While the code for this compiler is indeed very concise, it’s not exactly pretty or graceful. If you wanted to make this better, you could tackle such things as good errors or proper function names instead of compiling everything into
main. There is a lot to be desired here, but you can start from a working prototype!

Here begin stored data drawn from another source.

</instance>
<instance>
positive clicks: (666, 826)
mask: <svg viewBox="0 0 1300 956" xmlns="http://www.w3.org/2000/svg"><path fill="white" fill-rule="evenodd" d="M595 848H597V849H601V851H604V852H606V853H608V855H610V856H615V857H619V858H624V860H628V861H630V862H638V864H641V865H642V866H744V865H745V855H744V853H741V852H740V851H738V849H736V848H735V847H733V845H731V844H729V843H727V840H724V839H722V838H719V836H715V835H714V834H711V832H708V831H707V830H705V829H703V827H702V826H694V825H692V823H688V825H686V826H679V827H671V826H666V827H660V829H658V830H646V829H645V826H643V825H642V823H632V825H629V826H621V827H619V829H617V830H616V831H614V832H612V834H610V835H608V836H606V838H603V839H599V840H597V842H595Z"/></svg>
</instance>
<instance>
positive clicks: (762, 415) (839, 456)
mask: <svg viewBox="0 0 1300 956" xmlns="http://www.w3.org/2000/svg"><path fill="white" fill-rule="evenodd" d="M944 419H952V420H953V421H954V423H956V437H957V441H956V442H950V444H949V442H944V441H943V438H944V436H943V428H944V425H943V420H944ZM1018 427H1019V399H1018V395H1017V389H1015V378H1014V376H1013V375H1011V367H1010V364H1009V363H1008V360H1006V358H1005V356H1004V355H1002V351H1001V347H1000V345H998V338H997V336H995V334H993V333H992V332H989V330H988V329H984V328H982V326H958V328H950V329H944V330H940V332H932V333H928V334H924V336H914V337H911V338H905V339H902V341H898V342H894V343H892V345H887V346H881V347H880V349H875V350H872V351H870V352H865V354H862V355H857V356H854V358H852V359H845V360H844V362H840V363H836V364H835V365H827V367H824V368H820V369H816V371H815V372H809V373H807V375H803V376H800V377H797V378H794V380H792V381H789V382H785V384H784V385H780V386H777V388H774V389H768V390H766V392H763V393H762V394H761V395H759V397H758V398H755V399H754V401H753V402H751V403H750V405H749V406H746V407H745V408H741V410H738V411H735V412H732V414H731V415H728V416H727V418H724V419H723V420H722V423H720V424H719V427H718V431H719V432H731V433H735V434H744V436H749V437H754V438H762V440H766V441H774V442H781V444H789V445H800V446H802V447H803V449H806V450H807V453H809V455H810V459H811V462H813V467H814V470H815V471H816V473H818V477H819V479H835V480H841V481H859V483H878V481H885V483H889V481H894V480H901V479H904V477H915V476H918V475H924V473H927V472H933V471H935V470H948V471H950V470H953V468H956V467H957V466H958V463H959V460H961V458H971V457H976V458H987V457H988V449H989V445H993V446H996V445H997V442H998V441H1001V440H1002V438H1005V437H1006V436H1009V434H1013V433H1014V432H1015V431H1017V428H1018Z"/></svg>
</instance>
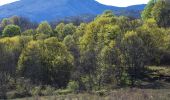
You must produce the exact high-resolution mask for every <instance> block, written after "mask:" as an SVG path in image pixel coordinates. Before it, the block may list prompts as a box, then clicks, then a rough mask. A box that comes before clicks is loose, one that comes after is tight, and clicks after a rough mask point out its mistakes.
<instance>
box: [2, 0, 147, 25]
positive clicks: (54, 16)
mask: <svg viewBox="0 0 170 100" xmlns="http://www.w3.org/2000/svg"><path fill="white" fill-rule="evenodd" d="M144 7H145V5H144V4H141V5H135V6H129V7H114V6H107V5H103V4H100V3H99V2H97V1H96V0H50V1H49V0H36V1H35V0H18V1H17V2H14V3H11V4H7V5H3V6H0V19H2V18H5V17H11V16H13V15H16V16H22V17H27V18H29V19H30V20H32V21H36V22H41V21H44V20H47V21H53V20H59V19H64V18H65V17H70V16H72V17H73V16H82V17H86V16H88V17H91V16H96V15H98V14H101V13H102V12H103V11H104V10H108V9H109V10H112V11H113V12H114V14H115V15H125V16H131V17H134V18H139V17H140V13H141V11H142V10H143V9H144Z"/></svg>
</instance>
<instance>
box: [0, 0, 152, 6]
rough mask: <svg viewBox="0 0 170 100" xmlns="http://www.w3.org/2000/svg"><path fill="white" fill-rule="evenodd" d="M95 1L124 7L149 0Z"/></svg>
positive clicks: (5, 3) (3, 1)
mask: <svg viewBox="0 0 170 100" xmlns="http://www.w3.org/2000/svg"><path fill="white" fill-rule="evenodd" d="M15 1H19V0H0V5H4V4H7V3H11V2H15ZM96 1H98V2H100V3H103V4H106V5H113V6H119V7H125V6H129V5H136V4H146V3H147V2H148V1H149V0H96Z"/></svg>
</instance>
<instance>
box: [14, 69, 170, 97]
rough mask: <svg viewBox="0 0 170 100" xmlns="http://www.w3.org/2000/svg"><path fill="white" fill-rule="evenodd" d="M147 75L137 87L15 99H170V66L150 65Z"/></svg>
mask: <svg viewBox="0 0 170 100" xmlns="http://www.w3.org/2000/svg"><path fill="white" fill-rule="evenodd" d="M146 73H147V76H146V77H145V78H144V79H143V80H141V82H142V84H141V85H140V86H138V87H136V88H121V89H120V88H119V89H115V90H112V91H107V92H104V93H103V94H102V96H101V94H88V93H83V94H68V95H63V96H57V95H55V96H54V95H53V96H42V97H40V96H35V97H29V98H22V99H15V100H170V67H169V66H149V67H148V71H146Z"/></svg>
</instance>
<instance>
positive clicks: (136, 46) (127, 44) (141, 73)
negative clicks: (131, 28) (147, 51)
mask: <svg viewBox="0 0 170 100" xmlns="http://www.w3.org/2000/svg"><path fill="white" fill-rule="evenodd" d="M122 45H123V49H122V53H123V57H124V61H125V63H124V66H125V68H126V70H127V73H128V75H129V76H130V81H131V86H134V85H135V83H136V81H137V79H138V78H141V77H142V75H143V71H144V67H145V64H146V61H147V57H146V51H145V47H144V42H143V40H142V38H140V37H139V36H138V34H137V33H136V32H134V31H131V32H127V33H126V34H125V35H124V37H123V40H122Z"/></svg>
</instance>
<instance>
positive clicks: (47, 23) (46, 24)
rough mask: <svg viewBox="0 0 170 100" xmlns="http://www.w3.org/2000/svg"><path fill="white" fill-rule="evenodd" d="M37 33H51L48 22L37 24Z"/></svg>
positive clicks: (52, 32) (49, 27)
mask: <svg viewBox="0 0 170 100" xmlns="http://www.w3.org/2000/svg"><path fill="white" fill-rule="evenodd" d="M37 33H38V34H40V33H41V34H47V35H52V34H53V30H52V28H51V26H50V25H49V24H48V22H42V23H41V24H39V26H38V28H37Z"/></svg>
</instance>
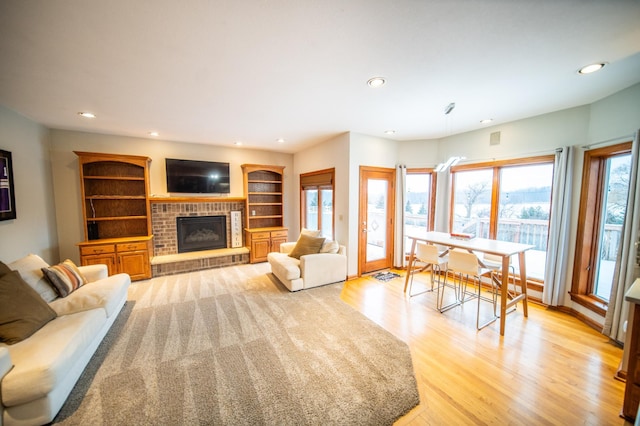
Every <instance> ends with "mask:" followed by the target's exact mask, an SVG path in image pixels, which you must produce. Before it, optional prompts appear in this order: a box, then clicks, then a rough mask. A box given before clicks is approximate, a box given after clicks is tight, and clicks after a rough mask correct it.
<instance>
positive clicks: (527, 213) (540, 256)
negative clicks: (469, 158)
mask: <svg viewBox="0 0 640 426" xmlns="http://www.w3.org/2000/svg"><path fill="white" fill-rule="evenodd" d="M553 162H554V157H553V156H551V155H550V156H543V157H534V158H527V159H519V160H513V161H501V162H493V163H490V164H475V165H463V166H457V167H454V168H452V178H453V179H452V181H453V192H452V193H453V197H452V201H451V202H452V205H451V212H452V214H451V218H450V221H451V223H450V228H451V230H452V232H461V233H469V234H473V235H476V236H478V237H482V238H493V239H497V240H501V241H511V242H516V243H523V244H530V245H533V246H535V248H534V249H532V250H528V251H527V252H526V267H527V277H528V278H529V279H531V280H535V281H543V280H544V266H545V258H546V251H547V239H548V234H549V215H550V211H551V186H552V182H553ZM514 266H516V267H517V266H518V265H517V262H516V264H515V265H514Z"/></svg>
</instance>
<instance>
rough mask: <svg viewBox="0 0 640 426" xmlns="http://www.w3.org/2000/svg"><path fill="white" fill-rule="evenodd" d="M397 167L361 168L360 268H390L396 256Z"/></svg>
mask: <svg viewBox="0 0 640 426" xmlns="http://www.w3.org/2000/svg"><path fill="white" fill-rule="evenodd" d="M394 187H395V170H394V169H380V168H371V167H361V168H360V216H359V220H360V225H359V232H360V238H359V250H358V252H359V269H360V273H361V274H362V273H368V272H373V271H377V270H380V269H385V268H390V267H391V266H392V259H393V217H394V213H395V206H394V204H395V198H394Z"/></svg>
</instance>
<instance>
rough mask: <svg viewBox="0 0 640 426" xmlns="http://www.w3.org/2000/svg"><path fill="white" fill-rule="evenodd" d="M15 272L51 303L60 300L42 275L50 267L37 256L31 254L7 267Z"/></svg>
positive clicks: (31, 287)
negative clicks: (47, 267) (42, 273)
mask: <svg viewBox="0 0 640 426" xmlns="http://www.w3.org/2000/svg"><path fill="white" fill-rule="evenodd" d="M7 266H8V267H9V268H11V269H13V270H14V271H18V272H20V276H21V277H22V279H23V280H25V281H26V283H27V284H29V285H30V286H31V288H33V289H34V290H35V291H37V292H38V294H39V295H40V296H41V297H42V298H43V299H44V301H45V302H51V301H53V300H55V299H57V298H58V293H56V292H55V290H54V289H53V287H51V285H50V284H49V282H48V281H47V279H46V278H45V277H44V275H43V274H42V270H41V269H42V268H46V267H47V266H49V265H48V264H47V262H45V261H44V260H42V258H41V257H40V256H38V255H37V254H30V255H28V256H25V257H23V258H21V259H18V260H16V261H14V262H11V263H9V264H8V265H7Z"/></svg>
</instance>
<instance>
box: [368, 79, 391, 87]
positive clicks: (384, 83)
mask: <svg viewBox="0 0 640 426" xmlns="http://www.w3.org/2000/svg"><path fill="white" fill-rule="evenodd" d="M386 82H387V80H385V79H384V77H373V78H370V79H369V81H367V84H368V85H369V87H373V88H374V89H375V88H378V87H382V86H384V84H385V83H386Z"/></svg>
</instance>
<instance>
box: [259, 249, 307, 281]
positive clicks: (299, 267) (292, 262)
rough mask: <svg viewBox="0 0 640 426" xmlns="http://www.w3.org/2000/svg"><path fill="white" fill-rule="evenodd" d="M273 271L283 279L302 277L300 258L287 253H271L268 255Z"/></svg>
mask: <svg viewBox="0 0 640 426" xmlns="http://www.w3.org/2000/svg"><path fill="white" fill-rule="evenodd" d="M267 259H268V260H269V264H270V265H271V272H273V274H274V275H275V276H276V277H278V278H280V279H281V280H288V281H291V280H295V279H298V278H300V260H298V259H296V258H293V257H290V256H289V255H288V254H286V253H277V252H273V253H269V254H268V255H267Z"/></svg>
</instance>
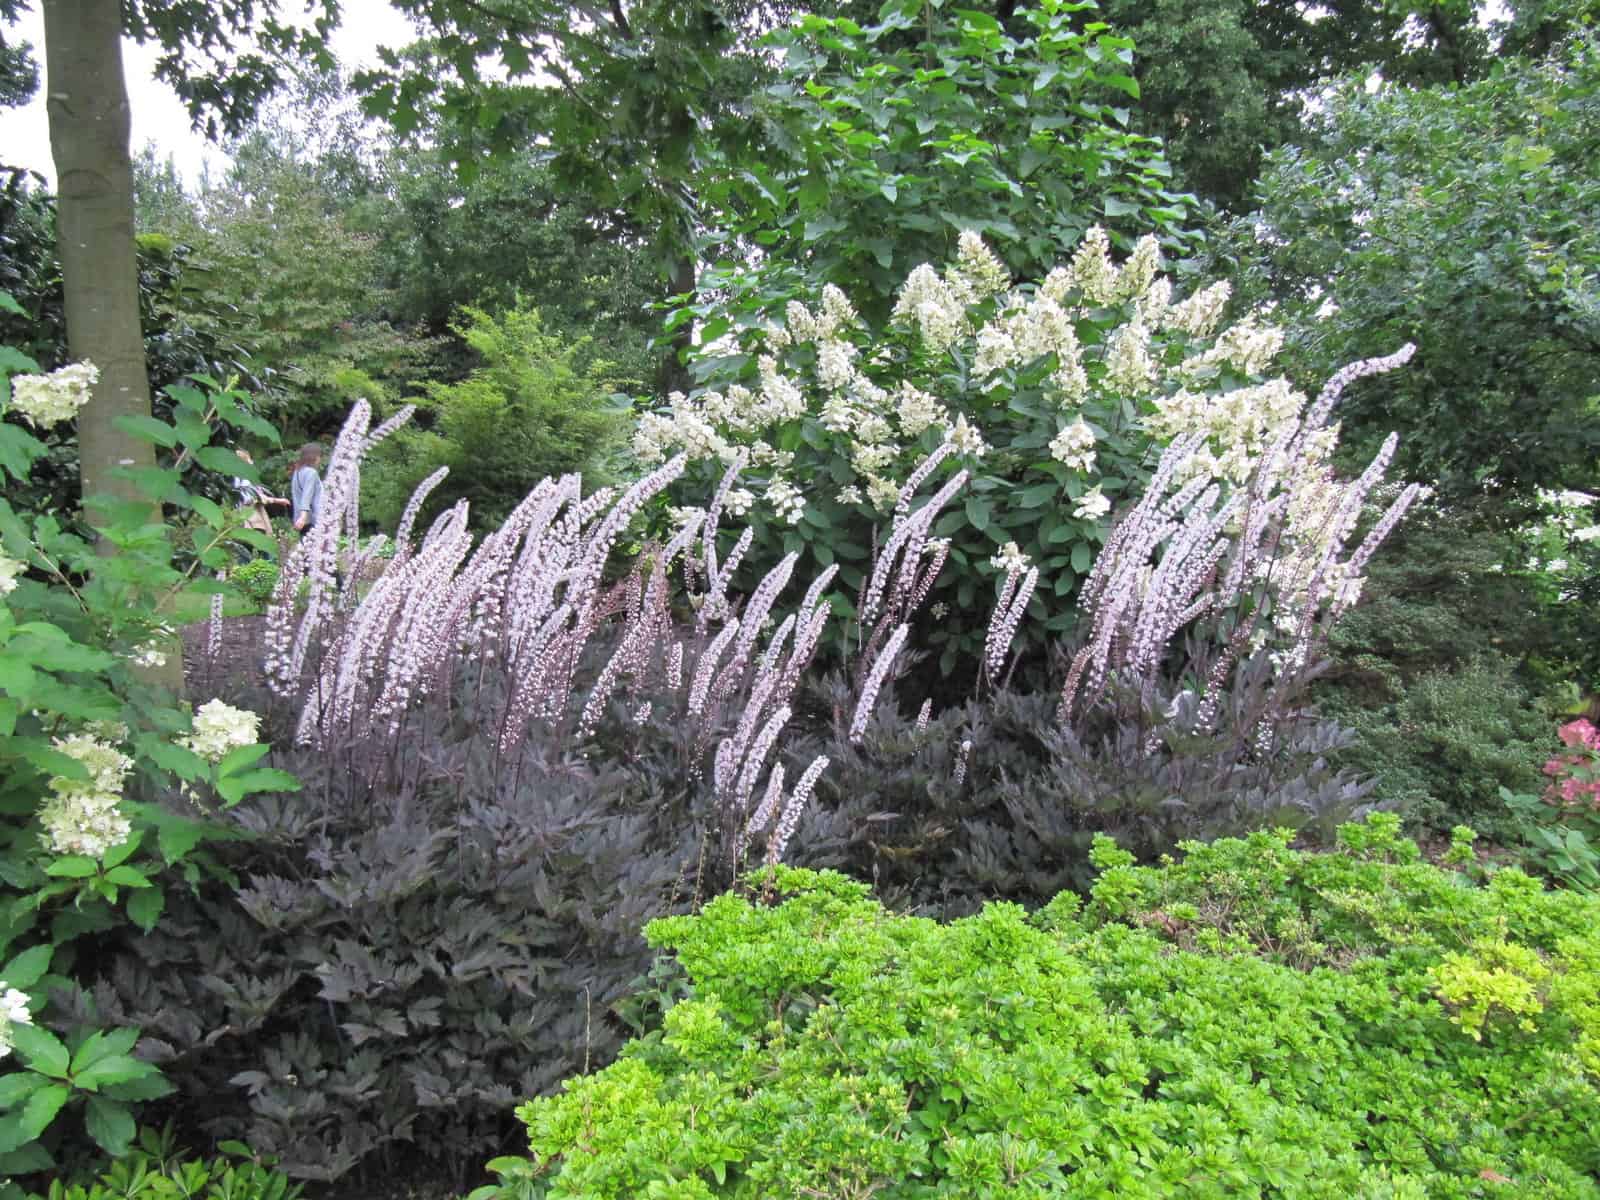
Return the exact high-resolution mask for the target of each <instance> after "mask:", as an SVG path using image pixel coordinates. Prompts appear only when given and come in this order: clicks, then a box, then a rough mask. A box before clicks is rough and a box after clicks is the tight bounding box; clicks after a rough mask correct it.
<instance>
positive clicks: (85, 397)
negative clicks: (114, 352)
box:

The compiler is also not terribly fast. The compile-time Carp evaluator is a simple tree-walking interpreter, and it’s not optimized for speed. Still there are some low-hanging fruits in speeding this up, like avoiding rescanning the string when looking for closing loop parentheses. You can have pretty good fun with that I think!
You could also turn this compiler into an interpreter almost without effort. I’ll leave figuring out how—and maybe doing so—as an exercise to the reader.
Today we built a compiler entirely in macros. While this sounds impressive, when you get right down to it it was just a lot of string mangling, and a little bit of emitting code. This is not actually all that uncommon: if you don’t use a parser generator or framework, parsers tend to be extremely big. I guess that means we need a compile-time parser combinator framework.
All jokes aside, building this thing was a lot of fun, and I hope it was also fun to read and reason through it all. Have a good one, and see you soon!
1. This leads to a compiler bug that will terminate the compiler if there is an unmatched closing parenthesis, but for the purposes of this blog post that’s good enough.
2. Like in 1, this is actually a bug. We should probably error out and tell our user that something went wrong, but that would be handling errors gracefully, and we don’t do any of that stuff around these parts.